This INSPIRE award is partially funded by the Perception, Action, and Cognition Program in the Division of Behavioral and Cognitive Sciences in the Directorate for Social, Behavioral and Economic Sciences, the Animal Behavior Program in the Division of Integrative Organismal Systems in the Directorate for Biology, and the Dynamical Systems Program in the Division of Civil, Mechanical & Manufacturing Innovation in the Directorate for Engineering.

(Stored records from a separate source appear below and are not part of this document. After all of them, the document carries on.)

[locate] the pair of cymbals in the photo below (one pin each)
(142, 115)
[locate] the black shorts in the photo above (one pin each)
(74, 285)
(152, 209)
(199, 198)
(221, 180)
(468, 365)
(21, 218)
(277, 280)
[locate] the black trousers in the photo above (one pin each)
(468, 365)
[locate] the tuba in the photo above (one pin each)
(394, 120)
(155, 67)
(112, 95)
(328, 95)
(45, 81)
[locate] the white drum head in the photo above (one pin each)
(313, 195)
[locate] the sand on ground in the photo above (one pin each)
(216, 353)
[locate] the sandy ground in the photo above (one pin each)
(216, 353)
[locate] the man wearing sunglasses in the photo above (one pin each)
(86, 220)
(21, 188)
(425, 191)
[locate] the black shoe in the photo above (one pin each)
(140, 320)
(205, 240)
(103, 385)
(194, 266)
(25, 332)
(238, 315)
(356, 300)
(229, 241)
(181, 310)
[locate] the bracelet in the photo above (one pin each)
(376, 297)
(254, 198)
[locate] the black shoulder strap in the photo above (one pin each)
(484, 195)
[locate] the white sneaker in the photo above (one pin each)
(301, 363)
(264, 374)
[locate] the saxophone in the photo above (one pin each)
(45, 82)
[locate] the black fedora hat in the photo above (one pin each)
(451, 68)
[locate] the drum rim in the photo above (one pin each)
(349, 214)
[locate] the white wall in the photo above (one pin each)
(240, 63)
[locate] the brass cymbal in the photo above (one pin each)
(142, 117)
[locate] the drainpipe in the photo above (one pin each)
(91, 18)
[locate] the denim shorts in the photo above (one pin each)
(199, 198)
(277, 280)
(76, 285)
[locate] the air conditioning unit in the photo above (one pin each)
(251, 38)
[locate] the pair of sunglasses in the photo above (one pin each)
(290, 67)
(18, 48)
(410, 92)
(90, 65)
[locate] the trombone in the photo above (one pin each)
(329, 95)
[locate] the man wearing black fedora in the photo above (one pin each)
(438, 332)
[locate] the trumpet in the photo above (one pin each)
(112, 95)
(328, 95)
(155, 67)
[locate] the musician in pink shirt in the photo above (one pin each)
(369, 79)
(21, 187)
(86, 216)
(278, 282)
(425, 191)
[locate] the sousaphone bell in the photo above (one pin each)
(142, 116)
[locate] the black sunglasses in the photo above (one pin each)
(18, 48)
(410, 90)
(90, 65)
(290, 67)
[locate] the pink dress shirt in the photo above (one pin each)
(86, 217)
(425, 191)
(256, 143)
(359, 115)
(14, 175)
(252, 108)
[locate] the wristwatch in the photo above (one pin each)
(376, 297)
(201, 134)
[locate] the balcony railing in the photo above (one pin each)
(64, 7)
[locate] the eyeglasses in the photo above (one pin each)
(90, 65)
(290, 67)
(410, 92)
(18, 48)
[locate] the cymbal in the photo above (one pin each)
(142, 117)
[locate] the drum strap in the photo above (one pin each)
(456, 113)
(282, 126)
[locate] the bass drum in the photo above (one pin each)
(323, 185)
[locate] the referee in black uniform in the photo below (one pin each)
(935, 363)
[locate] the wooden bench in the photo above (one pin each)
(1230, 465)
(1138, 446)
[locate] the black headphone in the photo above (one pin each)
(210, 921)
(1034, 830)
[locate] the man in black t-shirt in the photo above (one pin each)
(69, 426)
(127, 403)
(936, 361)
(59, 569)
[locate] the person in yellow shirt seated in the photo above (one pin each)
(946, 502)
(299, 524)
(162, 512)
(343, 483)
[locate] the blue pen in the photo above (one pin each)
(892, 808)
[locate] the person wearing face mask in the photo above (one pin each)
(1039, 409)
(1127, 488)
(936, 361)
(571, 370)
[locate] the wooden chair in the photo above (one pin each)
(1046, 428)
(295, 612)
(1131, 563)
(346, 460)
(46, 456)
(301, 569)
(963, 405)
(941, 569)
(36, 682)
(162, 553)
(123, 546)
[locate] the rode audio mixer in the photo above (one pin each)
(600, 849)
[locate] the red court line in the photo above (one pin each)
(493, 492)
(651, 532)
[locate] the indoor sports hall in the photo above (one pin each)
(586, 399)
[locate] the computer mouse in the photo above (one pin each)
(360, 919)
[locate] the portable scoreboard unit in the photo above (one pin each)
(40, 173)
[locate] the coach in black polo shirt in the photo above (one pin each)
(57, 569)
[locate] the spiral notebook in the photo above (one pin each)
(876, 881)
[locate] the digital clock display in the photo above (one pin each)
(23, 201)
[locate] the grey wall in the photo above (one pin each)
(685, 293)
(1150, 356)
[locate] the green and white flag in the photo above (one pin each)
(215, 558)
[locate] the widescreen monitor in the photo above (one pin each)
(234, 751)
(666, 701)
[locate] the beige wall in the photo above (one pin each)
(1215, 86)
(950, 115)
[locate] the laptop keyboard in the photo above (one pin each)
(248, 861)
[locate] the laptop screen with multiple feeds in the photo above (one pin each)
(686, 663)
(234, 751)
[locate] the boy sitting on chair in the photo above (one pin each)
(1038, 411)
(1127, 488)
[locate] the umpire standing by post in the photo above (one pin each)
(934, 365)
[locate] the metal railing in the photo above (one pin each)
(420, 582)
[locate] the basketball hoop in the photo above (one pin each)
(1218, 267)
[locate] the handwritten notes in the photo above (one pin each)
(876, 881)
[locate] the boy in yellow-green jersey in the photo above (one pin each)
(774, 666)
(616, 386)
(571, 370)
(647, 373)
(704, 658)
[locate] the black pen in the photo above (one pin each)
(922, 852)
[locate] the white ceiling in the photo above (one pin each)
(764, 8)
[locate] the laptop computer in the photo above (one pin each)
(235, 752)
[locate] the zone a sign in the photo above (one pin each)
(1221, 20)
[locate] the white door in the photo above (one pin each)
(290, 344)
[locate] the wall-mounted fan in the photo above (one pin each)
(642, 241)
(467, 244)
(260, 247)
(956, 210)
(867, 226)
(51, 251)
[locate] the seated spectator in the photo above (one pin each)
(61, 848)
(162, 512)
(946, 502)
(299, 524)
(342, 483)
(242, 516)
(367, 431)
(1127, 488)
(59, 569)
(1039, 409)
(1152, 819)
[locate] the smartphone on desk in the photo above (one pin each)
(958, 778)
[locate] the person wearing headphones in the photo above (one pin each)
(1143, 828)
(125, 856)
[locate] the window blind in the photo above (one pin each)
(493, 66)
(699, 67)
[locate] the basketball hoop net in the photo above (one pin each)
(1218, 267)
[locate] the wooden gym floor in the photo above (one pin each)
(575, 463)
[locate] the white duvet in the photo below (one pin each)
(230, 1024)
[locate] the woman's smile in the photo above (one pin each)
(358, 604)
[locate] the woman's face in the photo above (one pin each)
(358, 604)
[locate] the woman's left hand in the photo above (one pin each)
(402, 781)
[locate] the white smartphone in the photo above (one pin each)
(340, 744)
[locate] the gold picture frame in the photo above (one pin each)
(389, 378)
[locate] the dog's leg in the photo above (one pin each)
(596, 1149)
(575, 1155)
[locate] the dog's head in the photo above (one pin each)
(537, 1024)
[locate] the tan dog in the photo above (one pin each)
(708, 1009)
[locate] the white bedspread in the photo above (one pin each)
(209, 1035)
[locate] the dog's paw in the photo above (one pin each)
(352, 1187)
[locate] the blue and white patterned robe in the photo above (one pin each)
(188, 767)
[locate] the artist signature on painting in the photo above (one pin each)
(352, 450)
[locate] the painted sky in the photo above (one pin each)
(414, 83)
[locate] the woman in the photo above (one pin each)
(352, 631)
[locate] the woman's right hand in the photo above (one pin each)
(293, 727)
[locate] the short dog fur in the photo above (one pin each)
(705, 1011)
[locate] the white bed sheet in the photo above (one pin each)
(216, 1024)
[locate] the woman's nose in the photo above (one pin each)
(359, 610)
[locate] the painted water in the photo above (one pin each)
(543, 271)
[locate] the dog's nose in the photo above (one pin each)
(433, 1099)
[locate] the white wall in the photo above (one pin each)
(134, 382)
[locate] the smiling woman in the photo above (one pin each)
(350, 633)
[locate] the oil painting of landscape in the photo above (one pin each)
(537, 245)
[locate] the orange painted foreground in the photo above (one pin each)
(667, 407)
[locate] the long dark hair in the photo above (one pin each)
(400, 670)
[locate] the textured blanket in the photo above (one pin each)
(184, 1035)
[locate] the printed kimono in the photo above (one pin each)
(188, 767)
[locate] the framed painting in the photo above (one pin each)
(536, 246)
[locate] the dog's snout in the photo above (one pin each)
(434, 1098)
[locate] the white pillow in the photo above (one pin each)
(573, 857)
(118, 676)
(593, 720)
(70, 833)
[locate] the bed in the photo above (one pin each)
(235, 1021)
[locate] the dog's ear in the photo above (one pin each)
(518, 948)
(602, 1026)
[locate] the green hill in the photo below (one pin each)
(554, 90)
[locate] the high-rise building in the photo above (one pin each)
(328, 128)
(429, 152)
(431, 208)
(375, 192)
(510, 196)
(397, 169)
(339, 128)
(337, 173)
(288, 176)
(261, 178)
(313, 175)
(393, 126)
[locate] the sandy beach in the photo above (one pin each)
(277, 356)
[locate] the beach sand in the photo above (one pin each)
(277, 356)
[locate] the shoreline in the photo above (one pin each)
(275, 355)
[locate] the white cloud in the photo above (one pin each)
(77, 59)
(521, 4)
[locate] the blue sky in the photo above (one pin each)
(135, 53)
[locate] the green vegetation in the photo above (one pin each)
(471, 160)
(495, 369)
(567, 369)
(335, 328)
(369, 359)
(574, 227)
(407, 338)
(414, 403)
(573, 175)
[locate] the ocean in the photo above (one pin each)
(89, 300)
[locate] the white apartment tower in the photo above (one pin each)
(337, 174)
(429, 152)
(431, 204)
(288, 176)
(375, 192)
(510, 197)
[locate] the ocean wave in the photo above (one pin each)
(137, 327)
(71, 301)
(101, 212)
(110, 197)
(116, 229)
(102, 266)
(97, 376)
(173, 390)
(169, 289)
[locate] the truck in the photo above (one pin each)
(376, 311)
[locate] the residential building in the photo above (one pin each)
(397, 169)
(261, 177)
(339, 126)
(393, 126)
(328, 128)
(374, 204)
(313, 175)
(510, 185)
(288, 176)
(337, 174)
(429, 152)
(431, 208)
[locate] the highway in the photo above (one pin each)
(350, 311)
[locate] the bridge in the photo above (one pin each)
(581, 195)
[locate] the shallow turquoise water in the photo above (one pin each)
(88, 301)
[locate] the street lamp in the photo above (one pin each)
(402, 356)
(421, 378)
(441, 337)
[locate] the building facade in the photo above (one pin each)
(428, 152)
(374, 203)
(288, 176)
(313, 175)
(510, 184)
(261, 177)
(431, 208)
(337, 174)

The project explores the question of how the activities of individuals become integrated into a smoothly functioning society: What are the dominant mechanisms? How resilient are they? How do they depend on the properties of individual society members? To this end, investigators from engineering, biology, psychology and linguistics will work together to study bee colonies and groups of humans to understand how organization and coordination emerges from these multi-agent systems and the factors that influence their robustness and resilience to perturbations. The project relies on quantitative observations of the dynamic emergence of patterns of interaction and coordination using an unprecedented, 24/7 monitoring system of a beehive as well as in groups of humans under controlled conditions designed to distinguish between failed and successful coordination. The investigators will pursue a combined theoretical, experimental, and computational framework for characterizing the resultant parallel and asynchronous communication systems. The work depends crucially on the interdisciplinary framework and the direct involvement of content expertise from the disciplines represented by the investigators. For example, the human transportation network is designed to resemble the coordinated delivery of nectar through a beehive, but with options for varying the number of different materials transported, the size of arena, the flow rates of the materials, and so on.
The investigators are exploring whether a comprehensive computational framework can be discovered to understand, predict and prevent the collapse of very different types of communities (bees and human networks). The research results are expected to provide insight into how to manipulate the behavior of a complex system, for example to address societal challenges associated with the collapse of pollinating bee colonies or the destructive behavior that is often associated with phases of social transition in groups of humans.